Cooking Food at The Picnic

  • Wash your hands or use moist towelettes to clean your hands before cooking.
  • Thoroughly cook food all at one time. Never partially cook food, let it sit, then finish cooking later. This provides conditions that allow bacteria to grow. 
  • Meat and poultry must be cooked very thoroughly whether cooking indoors or outside. Poultry juices should run clear, hamburgers should not be pink in the center.

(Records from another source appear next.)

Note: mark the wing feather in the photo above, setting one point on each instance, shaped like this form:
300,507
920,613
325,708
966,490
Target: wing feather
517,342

Serving Foods at the Picnic

  • Keep cold foods cold and hot foods hot during the serving of the meal. Don’t let cold foods sit out for more than an hour. 
  • Prevent contamination. Keep foods covered to prevent contamination by insects and debris. Insects carry harmful bacteria and viruses on their bodies.

Handling Leftovers

  • Because most picnic leftovers have been sitting out for more than one hour and have had many people handling them, throw them out! The more time that food has been sitting at an unsafe temperature, the more likely harmful bacteria will grow and will likely cause illness.
  • Cold foods kept in a cooler that still has ice may be safe. If the ice has melted, throw out the food. Cold water cannot keep foods cold enough to be safe.

Most of all, have a good time—just be a little careful and everyone will avoid illness.